Initialization logic, such as retrieving a handle to a batch data
stream, can be placed here. This method is invoked in a global transaction.
- int processJobStep(): Repeatedly invoked by Compute Grid endpoints in a batch loop until
the return code integer of this method indicates that the step has
finished processing. Review BatchConstants in the batch API to see
which return codes can be returned. A return code of BatchConstants.STEP_CONTINUE
signals to the Compute Grid endpoints to continue calling this method in the batch loop. A return code
of BatchConstants.STEP_COMPLETE indicates to the Compute Grid endpoints that the step has
finished. Calling now calls destroyJobStep.

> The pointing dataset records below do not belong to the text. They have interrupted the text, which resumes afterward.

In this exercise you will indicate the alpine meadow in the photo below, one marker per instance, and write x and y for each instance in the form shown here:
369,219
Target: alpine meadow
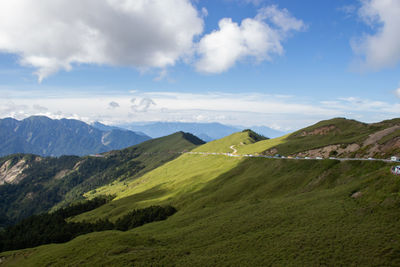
199,133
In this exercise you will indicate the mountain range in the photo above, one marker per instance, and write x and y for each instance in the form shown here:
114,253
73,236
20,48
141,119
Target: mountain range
205,131
332,200
46,137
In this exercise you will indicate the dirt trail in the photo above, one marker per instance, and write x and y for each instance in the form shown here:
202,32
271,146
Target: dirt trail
373,138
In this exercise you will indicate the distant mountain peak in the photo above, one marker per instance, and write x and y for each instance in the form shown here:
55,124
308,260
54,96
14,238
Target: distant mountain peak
47,137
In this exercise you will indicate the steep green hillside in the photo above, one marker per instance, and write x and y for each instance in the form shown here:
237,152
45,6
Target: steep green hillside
45,183
237,140
337,137
260,212
248,211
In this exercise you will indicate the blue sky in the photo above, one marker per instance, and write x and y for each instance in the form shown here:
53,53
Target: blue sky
283,64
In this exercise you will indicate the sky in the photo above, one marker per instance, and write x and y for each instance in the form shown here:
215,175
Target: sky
280,63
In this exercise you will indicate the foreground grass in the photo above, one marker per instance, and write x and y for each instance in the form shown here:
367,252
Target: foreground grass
260,212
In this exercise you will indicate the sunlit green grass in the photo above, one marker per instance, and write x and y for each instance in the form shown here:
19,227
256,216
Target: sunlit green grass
260,212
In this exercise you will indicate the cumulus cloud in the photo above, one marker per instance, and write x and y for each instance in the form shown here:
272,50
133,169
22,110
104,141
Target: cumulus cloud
39,108
254,37
381,49
53,35
113,105
142,105
397,92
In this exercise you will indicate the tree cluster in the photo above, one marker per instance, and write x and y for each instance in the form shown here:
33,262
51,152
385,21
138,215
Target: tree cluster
53,228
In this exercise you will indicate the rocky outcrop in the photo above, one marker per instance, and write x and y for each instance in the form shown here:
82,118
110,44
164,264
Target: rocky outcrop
319,131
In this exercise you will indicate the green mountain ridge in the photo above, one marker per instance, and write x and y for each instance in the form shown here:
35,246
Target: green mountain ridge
46,183
249,211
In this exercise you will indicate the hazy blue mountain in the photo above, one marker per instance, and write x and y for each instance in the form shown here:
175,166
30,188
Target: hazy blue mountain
205,131
46,137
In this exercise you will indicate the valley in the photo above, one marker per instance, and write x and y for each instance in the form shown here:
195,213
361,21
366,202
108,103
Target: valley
245,207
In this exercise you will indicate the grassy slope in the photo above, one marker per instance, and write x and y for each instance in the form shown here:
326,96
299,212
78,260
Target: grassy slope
345,132
48,192
223,145
235,211
261,212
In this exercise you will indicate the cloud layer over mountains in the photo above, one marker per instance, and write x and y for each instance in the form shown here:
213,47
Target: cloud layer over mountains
53,35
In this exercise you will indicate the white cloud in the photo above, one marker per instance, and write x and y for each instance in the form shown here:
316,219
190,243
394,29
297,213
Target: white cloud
381,49
247,109
142,105
53,35
254,37
113,105
397,92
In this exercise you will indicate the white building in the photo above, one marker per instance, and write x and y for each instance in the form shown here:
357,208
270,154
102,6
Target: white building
396,170
394,158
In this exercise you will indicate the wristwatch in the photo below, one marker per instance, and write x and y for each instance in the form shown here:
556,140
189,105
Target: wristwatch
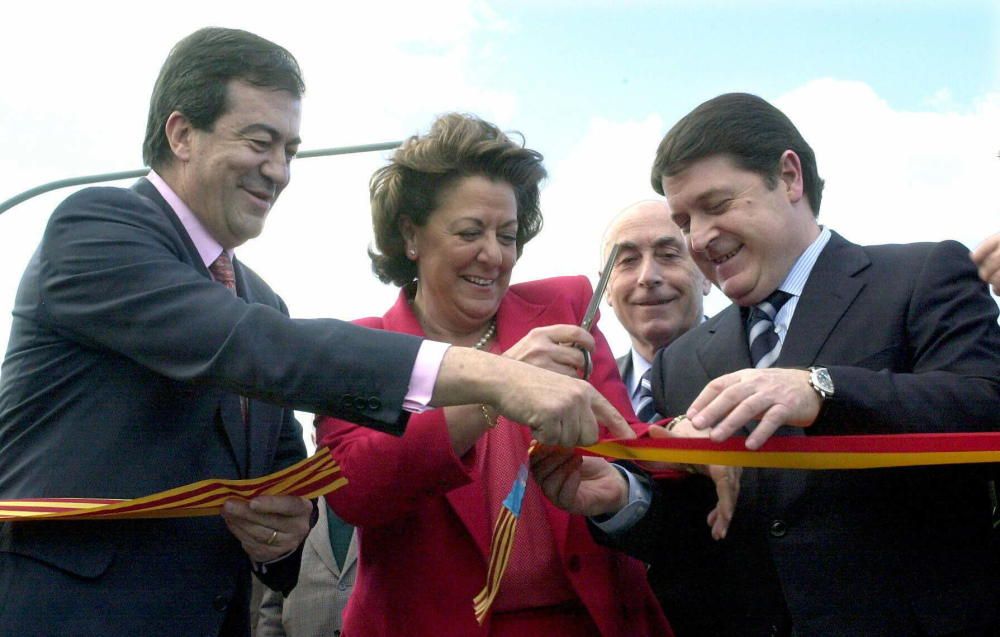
819,379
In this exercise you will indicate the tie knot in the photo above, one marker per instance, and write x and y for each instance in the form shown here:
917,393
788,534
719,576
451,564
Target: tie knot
770,306
222,271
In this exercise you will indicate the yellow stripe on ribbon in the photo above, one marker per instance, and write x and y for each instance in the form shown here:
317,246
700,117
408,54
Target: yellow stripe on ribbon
503,542
310,478
782,452
813,452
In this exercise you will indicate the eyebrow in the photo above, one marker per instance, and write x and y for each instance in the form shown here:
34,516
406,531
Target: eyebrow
713,193
659,242
271,131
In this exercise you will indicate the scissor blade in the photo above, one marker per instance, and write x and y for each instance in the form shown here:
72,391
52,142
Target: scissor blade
602,284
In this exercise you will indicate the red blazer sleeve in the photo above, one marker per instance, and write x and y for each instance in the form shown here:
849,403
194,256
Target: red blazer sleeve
390,477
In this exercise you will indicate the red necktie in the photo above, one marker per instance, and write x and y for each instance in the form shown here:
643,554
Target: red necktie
222,271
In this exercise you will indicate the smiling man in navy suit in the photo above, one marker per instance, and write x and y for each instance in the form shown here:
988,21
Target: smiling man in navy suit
143,355
824,337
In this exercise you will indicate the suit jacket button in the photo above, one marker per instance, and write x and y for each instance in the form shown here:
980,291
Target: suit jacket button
574,563
220,603
778,528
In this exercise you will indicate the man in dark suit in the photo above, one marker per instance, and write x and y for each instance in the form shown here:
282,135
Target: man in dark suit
132,368
655,290
861,340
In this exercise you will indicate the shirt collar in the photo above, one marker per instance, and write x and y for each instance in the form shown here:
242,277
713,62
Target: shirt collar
639,367
208,248
795,282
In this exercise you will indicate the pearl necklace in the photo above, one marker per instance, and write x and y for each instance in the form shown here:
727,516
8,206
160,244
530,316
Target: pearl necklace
490,331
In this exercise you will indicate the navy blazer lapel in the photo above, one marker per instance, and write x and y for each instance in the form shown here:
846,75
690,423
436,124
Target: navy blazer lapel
229,403
259,432
726,349
831,289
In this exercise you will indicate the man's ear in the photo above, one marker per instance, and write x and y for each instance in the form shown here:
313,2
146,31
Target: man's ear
180,134
790,174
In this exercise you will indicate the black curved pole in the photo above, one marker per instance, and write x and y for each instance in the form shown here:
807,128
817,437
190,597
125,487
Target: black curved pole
133,174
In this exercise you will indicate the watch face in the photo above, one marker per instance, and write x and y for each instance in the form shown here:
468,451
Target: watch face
821,379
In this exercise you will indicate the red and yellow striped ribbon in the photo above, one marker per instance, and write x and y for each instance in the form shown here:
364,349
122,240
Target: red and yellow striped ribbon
309,478
812,452
782,452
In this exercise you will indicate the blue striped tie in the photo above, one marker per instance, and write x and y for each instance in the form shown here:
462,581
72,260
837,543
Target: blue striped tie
646,410
765,346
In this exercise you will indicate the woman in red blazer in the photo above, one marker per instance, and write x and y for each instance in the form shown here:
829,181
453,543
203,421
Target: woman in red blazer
451,213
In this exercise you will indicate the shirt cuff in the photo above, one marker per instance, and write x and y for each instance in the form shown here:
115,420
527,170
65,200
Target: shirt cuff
424,375
639,497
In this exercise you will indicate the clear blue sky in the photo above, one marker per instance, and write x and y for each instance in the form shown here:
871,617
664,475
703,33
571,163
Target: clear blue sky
572,61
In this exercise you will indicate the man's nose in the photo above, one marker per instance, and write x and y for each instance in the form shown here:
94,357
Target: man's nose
277,168
650,272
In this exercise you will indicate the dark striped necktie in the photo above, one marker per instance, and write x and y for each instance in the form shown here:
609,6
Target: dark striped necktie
222,271
646,409
765,346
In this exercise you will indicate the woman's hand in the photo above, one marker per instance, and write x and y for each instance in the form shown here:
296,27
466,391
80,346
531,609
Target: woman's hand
555,348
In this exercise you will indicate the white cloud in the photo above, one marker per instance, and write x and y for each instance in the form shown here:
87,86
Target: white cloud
900,176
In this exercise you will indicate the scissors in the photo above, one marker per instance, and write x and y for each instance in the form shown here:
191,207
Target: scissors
595,303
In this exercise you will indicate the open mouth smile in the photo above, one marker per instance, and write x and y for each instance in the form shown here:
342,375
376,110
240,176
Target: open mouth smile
481,282
725,257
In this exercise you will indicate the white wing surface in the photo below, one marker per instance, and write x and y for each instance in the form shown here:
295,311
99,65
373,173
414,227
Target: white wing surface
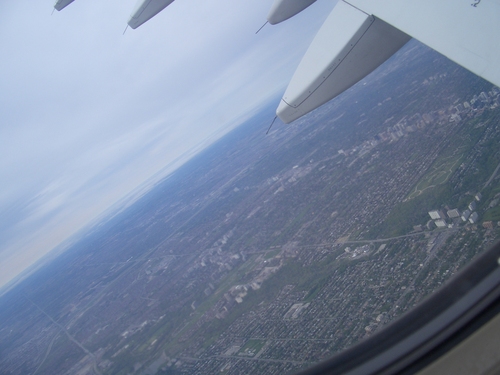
359,35
145,10
284,9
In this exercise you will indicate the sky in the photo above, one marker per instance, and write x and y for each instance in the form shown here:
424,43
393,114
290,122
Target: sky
88,114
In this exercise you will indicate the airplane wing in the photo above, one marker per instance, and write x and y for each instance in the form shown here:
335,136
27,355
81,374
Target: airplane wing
359,35
145,10
283,10
61,4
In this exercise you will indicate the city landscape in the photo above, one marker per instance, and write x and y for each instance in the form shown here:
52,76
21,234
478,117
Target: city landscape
270,253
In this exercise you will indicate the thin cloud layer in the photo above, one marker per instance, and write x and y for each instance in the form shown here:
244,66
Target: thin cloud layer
89,114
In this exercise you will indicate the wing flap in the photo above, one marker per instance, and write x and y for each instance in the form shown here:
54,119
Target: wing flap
146,10
349,45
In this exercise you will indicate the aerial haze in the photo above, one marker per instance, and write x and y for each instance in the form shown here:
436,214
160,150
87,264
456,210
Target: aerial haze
89,114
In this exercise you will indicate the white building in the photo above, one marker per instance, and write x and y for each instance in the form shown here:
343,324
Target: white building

- int destroyJobStep() - indicates to the step that completion has
occurred. The integer return code of this method is arbitrary and
can be chosen by the batch application developer. This return code
is saved in the Compute Grid endpoints database and represents the return code of the batch step. If the
results algorithm is associated with the batch job, then this return
code is passed to it. If there is a return code-based conditional
logic in the xJCL of the batch job, then the Compute Grid endpoints use this return code
to evaluate that logic.
The getProperties() method on the BatchJobStepLocalInterface is
not currently called by the Compute Grid endpoints. The method is included
in the interface for symmetry and possible later use.
Troubleshooting in batch development
- You must declare the deployment descriptor of the batch controller
bean in the Enterprise JavaBeans (EJB) deployment descriptor of a
batch application, and include local EJB-references to the step enterprise
bean used in a batch application. Only one controller bean can be
defined per batch application.
- Set transaction attributes of all batch step methods to required.
- The batch application developer must ensure that transactional
work done in the batch step callback methods inherits the global transaction
started by the Compute Grid endpoints. This action ensures that work performed under a batch step only
gets committed at every checkpoint and rolls back if the step fails.
- If the batch step uses a batch data stream (BDS) whose data is
local to the file-system of the application server to which the batch
application is deployed, then certain steps must be followed to support
job restart scenarios. If such a batch application is deployed to
application servers that can run on multiple machines, then there
is no guarantee that the restart request is accepted by the machine
on which the batch job originally ran. This might occur when the batch
application is deployed to a dynamic cluster that exists in a node
group that has multiple node members, and if a batch job that runs
against such an application is canceled and then restarted. In this
scenario, the placement might send the restart request to an application
server that runs on a different machine. Therefore, in cases where
file-based affinity is required, you can apply the following solutions
to support the job restart scenario:
- Ensure that the data is equally available to every machine on
which the batch application can be started. Use a network file system
for this example. This action might reduce performance of application.
- Deploy the application on application servers that can only run
on the machine where the local data exists. Complete this action by
deploying the application to a dynamic cluster that exists in a node
group that has only one member node.